A thousand thank-yous to all who proffered happy-birthday wishes instead of death threats.

The festivities began with a pleasant two-hour bike ride — headwind out, tailwind back — and concluded with a high-speed burst of cookery after Herself invited the neighbors over.

We’ve been to their house for eats a couple of times, but had yet to reciprocate, so never having cooked for them I stuck with my basic skill set — a simple pico de gallo with blue corn chips followed by a pot of pintos in chipotle, which I turned into burritos smothered in hot Pueblo green chile with a side of roasted potatoes in red Chimayo chile.

Herself contributed a salad and a delicious raspberry cobbler. Beer and wine were consumed, along with a dollop of uisce beatha. Laughter ensued, and a fine time was had by all, except for the Turk’, who despises company, especially if it includes an aggro’ Chihuahua named Cujo.

Now it’s deadline time at the DogHaus, and somebody around here needs to get real funny real fast. We didn’t spend much on my birthday, but the White Tornado has a new fuel pump and the upstairs toilet has new guts, and Toyota mechanics and plumbers don’t work for free.

Fat city Friday

Nearly three decades old, covered with maple boogers, leaves and acid rain ... and it still runs.
Nearly three decades old, covered with maple boogers, leaves and acid rain ... and it still runs.

Wow. Color me amazed. I hear that the temps are dipping down to 19 tonight and I think, “Hm, probably be smart to run the ’83 Toyota in for a quick check of its vital bodily fluids,” since it mostly lives out its miserable life snoozing beside the curb in front of Chez Dog.
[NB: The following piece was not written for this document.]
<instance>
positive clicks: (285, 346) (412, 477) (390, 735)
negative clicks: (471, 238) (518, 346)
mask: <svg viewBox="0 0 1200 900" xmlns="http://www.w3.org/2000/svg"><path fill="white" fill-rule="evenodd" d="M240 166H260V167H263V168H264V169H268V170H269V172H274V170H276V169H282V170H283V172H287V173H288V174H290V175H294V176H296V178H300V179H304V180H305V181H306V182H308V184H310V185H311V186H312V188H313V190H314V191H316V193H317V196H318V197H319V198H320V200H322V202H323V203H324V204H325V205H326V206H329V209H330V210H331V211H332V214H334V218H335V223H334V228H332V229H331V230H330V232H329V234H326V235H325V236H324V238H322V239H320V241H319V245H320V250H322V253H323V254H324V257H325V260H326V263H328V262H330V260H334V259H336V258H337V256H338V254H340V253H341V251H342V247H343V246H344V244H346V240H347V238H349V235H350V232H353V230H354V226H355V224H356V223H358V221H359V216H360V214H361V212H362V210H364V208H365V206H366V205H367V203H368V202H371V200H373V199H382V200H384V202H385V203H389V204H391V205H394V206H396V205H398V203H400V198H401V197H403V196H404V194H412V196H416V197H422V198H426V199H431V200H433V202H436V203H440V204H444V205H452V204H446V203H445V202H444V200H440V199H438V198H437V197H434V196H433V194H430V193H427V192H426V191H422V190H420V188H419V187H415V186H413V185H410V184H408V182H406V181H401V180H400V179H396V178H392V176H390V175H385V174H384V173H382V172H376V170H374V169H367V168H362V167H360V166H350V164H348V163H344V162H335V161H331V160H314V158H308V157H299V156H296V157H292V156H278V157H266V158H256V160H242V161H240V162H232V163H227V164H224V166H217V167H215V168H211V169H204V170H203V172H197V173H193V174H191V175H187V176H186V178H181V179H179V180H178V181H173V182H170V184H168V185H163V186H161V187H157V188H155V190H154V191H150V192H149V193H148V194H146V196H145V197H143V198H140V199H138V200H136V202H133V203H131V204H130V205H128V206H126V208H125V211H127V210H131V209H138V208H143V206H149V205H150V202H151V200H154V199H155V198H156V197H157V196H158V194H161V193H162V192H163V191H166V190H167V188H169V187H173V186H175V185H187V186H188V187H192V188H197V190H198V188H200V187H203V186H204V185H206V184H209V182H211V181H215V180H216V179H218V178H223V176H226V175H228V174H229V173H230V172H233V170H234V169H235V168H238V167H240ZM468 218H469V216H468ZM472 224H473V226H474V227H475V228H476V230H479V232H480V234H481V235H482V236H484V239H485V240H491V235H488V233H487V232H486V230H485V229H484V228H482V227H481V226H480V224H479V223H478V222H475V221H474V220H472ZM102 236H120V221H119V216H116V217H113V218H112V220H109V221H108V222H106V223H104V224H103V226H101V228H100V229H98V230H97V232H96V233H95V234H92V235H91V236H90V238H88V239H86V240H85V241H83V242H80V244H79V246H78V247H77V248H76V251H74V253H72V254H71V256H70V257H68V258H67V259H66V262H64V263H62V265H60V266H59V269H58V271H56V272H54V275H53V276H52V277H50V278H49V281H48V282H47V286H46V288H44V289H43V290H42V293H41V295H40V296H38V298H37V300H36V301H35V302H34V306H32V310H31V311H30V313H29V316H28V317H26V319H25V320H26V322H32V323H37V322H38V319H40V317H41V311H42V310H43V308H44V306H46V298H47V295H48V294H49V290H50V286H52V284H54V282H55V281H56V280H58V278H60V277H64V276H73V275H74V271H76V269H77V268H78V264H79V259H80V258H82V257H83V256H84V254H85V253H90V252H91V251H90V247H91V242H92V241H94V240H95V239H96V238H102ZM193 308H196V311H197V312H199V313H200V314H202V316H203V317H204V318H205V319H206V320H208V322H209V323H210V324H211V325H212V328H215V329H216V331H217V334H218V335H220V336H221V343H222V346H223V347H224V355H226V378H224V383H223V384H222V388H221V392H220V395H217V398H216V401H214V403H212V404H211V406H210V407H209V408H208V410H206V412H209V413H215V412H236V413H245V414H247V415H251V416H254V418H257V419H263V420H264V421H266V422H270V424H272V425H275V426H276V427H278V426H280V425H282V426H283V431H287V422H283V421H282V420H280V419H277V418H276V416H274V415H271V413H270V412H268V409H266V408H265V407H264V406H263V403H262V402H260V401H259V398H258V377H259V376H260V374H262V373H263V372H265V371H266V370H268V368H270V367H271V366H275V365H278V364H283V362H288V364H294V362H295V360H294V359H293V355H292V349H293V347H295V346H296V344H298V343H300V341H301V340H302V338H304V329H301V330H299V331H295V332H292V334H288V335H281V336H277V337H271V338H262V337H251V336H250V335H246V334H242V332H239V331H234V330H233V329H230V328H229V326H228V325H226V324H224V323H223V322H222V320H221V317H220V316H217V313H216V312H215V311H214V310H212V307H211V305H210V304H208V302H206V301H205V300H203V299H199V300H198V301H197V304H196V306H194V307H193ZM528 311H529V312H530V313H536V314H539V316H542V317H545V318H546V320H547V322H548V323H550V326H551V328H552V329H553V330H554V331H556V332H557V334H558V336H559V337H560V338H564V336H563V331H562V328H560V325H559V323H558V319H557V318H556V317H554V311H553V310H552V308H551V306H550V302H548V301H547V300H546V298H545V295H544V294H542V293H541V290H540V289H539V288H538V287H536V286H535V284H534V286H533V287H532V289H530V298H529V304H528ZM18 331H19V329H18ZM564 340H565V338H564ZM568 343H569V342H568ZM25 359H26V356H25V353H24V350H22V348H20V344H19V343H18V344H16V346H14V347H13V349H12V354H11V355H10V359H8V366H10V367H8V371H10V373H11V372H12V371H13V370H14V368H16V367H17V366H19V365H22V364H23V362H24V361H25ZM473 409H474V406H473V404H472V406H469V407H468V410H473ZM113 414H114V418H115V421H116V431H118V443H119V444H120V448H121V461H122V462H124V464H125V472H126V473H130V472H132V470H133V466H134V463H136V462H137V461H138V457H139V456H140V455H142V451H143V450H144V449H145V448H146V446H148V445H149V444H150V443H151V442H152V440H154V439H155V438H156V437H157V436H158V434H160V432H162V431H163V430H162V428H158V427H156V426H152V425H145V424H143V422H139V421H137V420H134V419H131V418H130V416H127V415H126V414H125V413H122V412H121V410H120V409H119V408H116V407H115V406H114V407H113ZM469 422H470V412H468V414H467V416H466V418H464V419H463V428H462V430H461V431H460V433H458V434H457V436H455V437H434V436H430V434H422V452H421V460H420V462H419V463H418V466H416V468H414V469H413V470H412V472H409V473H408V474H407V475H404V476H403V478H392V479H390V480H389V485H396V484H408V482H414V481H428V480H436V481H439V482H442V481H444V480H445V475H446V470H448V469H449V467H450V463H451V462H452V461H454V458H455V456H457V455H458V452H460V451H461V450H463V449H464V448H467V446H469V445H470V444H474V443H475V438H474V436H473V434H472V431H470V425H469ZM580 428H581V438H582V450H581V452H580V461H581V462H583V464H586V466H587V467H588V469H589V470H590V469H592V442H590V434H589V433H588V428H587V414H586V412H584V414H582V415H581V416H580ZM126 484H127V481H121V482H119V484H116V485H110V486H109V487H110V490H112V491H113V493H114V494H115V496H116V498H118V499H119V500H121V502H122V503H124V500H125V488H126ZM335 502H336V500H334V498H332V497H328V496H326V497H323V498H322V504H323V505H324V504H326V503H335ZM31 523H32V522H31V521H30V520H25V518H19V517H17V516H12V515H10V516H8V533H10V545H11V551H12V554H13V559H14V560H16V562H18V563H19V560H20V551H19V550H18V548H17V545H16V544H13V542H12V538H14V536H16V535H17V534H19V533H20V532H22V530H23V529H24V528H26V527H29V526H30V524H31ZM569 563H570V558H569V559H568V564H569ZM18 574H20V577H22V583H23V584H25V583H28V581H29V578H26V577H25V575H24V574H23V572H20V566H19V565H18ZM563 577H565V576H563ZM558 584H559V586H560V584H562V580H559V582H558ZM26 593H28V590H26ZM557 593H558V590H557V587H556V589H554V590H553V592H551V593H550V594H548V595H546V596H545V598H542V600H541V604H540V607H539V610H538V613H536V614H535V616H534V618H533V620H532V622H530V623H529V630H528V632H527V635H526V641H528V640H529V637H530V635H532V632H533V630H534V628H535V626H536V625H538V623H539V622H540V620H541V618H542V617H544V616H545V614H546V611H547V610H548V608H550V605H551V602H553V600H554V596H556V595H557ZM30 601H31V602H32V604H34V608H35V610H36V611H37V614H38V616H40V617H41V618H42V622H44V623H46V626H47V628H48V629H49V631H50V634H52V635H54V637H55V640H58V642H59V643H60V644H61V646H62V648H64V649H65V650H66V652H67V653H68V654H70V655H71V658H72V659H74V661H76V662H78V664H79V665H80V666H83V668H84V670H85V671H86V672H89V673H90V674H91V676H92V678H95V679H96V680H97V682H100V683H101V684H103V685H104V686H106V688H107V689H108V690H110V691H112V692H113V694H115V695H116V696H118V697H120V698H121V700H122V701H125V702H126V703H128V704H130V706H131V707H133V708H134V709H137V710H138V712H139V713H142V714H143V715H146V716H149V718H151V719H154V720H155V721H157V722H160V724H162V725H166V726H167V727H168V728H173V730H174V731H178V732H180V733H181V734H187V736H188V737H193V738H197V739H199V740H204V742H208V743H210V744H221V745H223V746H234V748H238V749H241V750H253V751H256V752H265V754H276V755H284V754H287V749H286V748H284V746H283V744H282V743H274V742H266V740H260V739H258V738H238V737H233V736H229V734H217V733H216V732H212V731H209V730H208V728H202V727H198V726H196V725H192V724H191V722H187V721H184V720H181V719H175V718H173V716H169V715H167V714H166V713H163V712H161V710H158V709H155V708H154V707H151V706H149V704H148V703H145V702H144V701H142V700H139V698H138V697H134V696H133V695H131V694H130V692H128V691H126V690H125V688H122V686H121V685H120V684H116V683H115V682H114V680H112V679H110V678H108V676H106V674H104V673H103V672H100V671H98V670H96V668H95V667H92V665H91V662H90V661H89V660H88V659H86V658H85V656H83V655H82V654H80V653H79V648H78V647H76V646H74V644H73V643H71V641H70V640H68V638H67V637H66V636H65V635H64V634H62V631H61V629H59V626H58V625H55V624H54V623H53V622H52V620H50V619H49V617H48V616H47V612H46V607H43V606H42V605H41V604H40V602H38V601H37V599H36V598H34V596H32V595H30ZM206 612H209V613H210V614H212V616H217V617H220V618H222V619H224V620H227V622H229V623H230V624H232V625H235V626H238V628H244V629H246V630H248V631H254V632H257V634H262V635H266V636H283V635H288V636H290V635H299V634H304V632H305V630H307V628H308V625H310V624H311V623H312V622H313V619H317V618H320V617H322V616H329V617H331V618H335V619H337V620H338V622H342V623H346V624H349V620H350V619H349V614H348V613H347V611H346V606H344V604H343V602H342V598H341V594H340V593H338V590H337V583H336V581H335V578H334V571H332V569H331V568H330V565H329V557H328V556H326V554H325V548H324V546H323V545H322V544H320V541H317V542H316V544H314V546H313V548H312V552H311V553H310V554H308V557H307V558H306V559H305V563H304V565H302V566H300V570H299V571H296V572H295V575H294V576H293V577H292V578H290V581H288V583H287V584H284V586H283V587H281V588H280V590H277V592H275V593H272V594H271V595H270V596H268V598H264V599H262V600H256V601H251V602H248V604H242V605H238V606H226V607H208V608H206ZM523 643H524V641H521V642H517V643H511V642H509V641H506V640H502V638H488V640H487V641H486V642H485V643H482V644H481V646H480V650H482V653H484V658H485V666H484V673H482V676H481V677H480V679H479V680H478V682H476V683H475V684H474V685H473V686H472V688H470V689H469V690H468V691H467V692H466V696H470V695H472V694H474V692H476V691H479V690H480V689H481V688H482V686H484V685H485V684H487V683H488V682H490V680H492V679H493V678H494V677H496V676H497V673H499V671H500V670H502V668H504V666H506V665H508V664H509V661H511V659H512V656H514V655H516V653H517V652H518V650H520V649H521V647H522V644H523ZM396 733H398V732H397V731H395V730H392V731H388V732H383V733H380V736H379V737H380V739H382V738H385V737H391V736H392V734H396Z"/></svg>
The problem with my little scheme will be starting the old girl, which lately is about as easy as doing the people’s business in Congress. So I break out the portable jump-start system and give ’er a whirl.

Nothing. Zip. Nada. Niente. I could’ve brought a six-pack of monsters to life with the juice I poured into this thing and sent them all to Washington, D.C., to kick ass. Lord, this battery is truly fucked. And it’s not brand new, but neither is it particularly old. Out it comes.

I drag the misbegotten sonofabitch over to Advance Auto Parts on Nevada, from whence it came, fully expecting to have to buy a new one. The place is a madhouse. A businesslike young dude tells me the battery seems OK, if a bit undercharged, and says he’ll pop it into his charger and give it another look-see in about a half hour.

So I go home and give the battery clamps a good scouring because as an auto mechanic, it’s all I’m really qualified to do. I’m thinking, “Uh, huh, the battery’s gonna test out fine, so I probably need new cables, or a new starter motor,” mentally tallying the cost of maintaining a 27-year-old carbureted 4WD rice-grinder that I use about as often as Rush Limbaugh does what serves him for a brain.

But when I return the young dude has run a battery of complicated tests on the thing and declares it a miracle of modern science, leaking magnetism, black magic and voodoo and probably creating a singularity under my hood every time I turn the key, which explains the voices emanating from the radio, if not my head.

And he gives me a brand-new battery. Free of charge.

Thus the White Tornado is powered, oiled, greased and lubed, its elderly cooling system’s loins warmly girded against midnight engine-block explosions due to plummeting temperatures. Another fiscal tragedy averted.

And a man needs a truck, truly, if only to haul his fat ass around.